待兵士们锁拿好屈膝投降的金翅鹏,杨德胜便挤出一丝笑容,对着张铁牛道:“铁牛,不成想你倒是先上了山顶。”
张铁牛闻言,憨笑道:“杨千总,额原本也是被山贼挡在山下,亏得李千总带人杀至,额才能够来此助你一臂之力。”
“原来如此!”杨德胜听到这个答案,心中的一块儿石头才算落地。
毕竟张铁牛所部兵马平素训练的成绩那是相当差的,杨德胜心想若是打仗的时候,进度比不过张铁牛,那可就丢人丢到家了。
还好张铁牛也是在李继业的帮衬下才攻上山顶,于是杨德胜便爽朗一笑,对着张铁牛道:“铁牛,虎头寨四面儿中有三面儿被咱们打下来了,现在就只有东面儿没有动静,却是不知道马文山那厮在做什么?咱们这就进入山寨,去搜剿残敌,可好?”
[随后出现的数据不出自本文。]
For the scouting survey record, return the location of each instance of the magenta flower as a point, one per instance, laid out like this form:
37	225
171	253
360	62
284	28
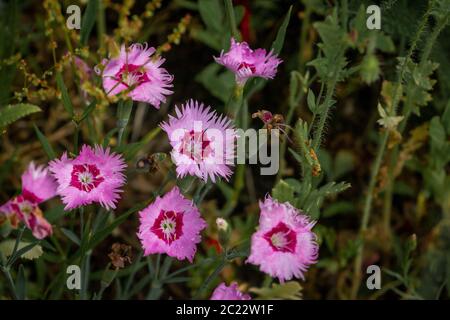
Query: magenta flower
136	71
171	225
202	142
31	215
246	63
7	213
95	175
37	186
284	245
222	292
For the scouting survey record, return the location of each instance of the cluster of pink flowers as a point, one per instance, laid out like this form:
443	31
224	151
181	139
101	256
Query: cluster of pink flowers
222	292
202	142
246	63
137	72
284	245
171	225
37	186
94	176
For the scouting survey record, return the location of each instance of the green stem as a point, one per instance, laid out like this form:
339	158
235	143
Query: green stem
235	102
380	153
123	116
16	246
324	116
211	277
388	195
12	287
232	19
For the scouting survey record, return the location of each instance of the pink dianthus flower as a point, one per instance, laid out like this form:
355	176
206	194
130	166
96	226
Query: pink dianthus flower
139	72
171	225
246	63
284	245
94	176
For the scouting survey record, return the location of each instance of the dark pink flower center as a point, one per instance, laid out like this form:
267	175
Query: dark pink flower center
267	116
196	145
247	66
168	226
28	195
23	206
86	177
282	238
131	75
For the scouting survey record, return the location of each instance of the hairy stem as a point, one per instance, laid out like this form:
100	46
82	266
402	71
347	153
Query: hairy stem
380	154
388	196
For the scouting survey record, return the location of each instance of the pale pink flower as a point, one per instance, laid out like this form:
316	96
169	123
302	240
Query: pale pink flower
94	176
31	215
202	142
284	245
38	184
139	73
246	63
222	292
171	225
7	213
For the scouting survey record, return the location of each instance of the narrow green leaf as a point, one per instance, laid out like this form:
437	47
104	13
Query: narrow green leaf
279	40
45	144
211	12
177	280
12	113
88	110
64	94
71	235
22	251
88	21
311	99
21	283
102	234
256	84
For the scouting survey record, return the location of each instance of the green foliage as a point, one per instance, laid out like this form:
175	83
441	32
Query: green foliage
290	290
88	21
12	113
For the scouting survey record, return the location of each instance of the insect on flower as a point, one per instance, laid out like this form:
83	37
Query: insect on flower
272	121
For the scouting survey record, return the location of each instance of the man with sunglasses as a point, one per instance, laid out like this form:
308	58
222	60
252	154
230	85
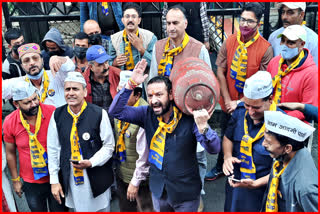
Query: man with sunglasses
49	83
241	56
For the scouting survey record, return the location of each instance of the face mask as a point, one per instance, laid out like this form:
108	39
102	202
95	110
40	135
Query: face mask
95	39
80	52
288	53
247	32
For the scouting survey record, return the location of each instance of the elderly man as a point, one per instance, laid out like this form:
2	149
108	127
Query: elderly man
241	55
129	46
80	147
292	13
26	129
245	160
172	138
49	83
293	182
294	71
11	66
54	45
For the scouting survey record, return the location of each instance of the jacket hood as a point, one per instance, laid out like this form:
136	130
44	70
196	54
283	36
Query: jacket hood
54	35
“好咧,咱这就走吧。”张铁牛答应一声,便与杨德胜一道杀入虎头寨中。
却说这个虎头寨里,住着一千三百多寨民,不算大,可不算太小,而这个山寨因为修在山上,自打建成开始,一直没有遭到过攻击,是以山寨连寨墙都没有修一个。
所以靖边堡军只要攻上山顶,就毫无阻碍地攻进了山寨之中。
杨德胜与张铁牛进的山寨之中,发现家家户户都闭门闭户,路上空无一人,唯有南边儿还有零星火铳的声音响起。
杨德胜见自己与张铁牛碰不到什么贼人,便令人将金翅鹏提溜过来,询问道:“我且问你,你们山寨的府库在何处?带我等去看看。”
“是,是,军爷,您请跟我来。”
金翅鹏说完,便在兵士们的押解下,走在前面引路。众人跟在金翅鹏身后,左弯右绕,行至聚义厅后面儿的一间大瓦房旁边。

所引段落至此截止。